I, for one, am grateful that "We can’t give up speaking out and writing letters " even though I have no close family members who suffer. I am aware of the problem in the wider community and am appalled at the lack of willingness of NICE etc to investigate deeper. Maybe NICE is fearful of what it will discover.
An excellent post Jane. Responses from government ministers (or more accurately their administrators) are rarely satisfactory, reiterating what’s already known while avoiding the concerns being raised. I completely agree that NICE is the problem because the guidelines dictate everything from diagnosis to treatment and remove clinical judgment and autonomy in decision making. Woe betide any clinician who deviates from the guidelines, even if it is in the patient’s best interests and woe betide patients who choose to decline NICE recommended treatment plans as I’ve found out to my peril. NICE undermines all the principles of informed consent which is a matter of huge concern.
Thanks Valerie. I obviously agree. The guidelines are a matter of serious concern. Many doctors must know they are wrongly being held back from supporting their patients as best they can. We need to galvanise doctors, researchers and experts who have the noddle to see what is happening. It can't carry on forever.
Ah, the hidden hordes hypothesis redux. There's nothing to see here, folks, because autism has always been this way and there are massive numbers of people with autism that we somehow missed before.
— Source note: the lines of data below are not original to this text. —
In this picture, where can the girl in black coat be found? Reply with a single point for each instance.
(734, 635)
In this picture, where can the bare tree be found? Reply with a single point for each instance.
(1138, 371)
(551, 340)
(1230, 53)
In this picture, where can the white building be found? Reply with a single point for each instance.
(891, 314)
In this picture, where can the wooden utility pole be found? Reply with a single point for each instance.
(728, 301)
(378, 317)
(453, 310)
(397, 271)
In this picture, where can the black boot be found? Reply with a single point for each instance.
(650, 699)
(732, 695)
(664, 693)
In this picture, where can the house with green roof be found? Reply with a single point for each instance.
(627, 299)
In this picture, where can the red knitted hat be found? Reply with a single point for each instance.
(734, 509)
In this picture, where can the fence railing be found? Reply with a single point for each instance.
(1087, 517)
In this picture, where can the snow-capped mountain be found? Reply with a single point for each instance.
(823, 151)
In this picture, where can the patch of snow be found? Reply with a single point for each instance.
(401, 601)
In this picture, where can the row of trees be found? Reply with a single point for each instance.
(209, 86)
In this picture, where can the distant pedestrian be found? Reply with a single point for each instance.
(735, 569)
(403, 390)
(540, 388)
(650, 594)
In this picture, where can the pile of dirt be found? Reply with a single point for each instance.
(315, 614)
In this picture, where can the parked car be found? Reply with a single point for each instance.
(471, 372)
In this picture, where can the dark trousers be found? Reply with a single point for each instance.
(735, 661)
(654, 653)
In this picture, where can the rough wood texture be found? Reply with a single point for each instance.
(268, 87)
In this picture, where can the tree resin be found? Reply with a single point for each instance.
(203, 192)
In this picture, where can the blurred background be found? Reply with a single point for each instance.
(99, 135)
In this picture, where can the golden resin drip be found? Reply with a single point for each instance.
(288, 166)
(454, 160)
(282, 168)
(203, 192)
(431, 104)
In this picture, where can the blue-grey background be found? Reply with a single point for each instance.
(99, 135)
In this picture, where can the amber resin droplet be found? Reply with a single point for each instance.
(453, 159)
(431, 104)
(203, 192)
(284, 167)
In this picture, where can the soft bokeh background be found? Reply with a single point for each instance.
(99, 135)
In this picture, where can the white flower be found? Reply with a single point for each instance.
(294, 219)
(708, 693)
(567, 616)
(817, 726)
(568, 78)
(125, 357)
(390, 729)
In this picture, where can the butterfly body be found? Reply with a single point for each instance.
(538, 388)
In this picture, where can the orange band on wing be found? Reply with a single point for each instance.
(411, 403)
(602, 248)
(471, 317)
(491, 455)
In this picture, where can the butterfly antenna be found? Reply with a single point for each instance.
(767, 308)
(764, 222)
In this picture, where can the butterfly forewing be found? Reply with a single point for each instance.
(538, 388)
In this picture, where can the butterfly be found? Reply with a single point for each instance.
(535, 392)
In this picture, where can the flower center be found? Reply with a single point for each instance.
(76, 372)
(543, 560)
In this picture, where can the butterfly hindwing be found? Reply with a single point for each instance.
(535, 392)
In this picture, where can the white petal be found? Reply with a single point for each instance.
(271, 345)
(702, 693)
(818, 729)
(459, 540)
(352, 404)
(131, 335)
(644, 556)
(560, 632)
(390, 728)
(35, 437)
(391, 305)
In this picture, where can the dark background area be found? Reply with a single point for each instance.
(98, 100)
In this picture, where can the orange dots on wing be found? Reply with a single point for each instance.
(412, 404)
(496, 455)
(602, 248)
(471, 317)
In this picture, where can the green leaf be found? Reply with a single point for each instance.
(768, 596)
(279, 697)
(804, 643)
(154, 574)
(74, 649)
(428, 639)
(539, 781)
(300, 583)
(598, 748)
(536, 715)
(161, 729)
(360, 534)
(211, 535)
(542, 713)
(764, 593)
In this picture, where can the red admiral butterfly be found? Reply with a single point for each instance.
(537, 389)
But, of course, that relies on the completely unsupported assumption that autism birth year prevalence has always been the same for all birth years. The papers that claims huge numbers of undiagnosed adults rely completely on that magical assumption without even saying so.
Exactly! It seems such a bizarre thing to be doing ... searching for older people who are managing while neglecting the younger people who are in a very bad way. It is ideologically-driven insanity.
What happens: parents have a child with severe difficulties which needs help. After a few years of the school blaming the child for the problems the dinner ladies report their diagnosis of ASD. A few years on after the medical bureaucracy have ground slowly through many forms the consultant diagnoses ASD. The parents privately say: "We don't think he has ASD, but he definitely needs help." After that many many people earn a living filling in many many forms about the child which are never looked at again. But no one ever addresses his difficulties. The diagnosis and the forms are the end point.
I have been amazed at the form filling too. It is the key to everything but each agency requires new ones and the EHCP is a mini-book that gets updated each year. There is no simplification or online system - and it must be possible to save millions if govt sorted this (as they have done for the online Universal Credit system where you can also communicate via a 'journal' system). The forms are the gateway to diagnosis, education support, special schools, direct payments, social care needs and carer agencies and of course, benefits - UC, PIP, blue badge ... I wrote an earlier post on the remarkable number of state agencies and volume of bureaucracy ... for just one person too!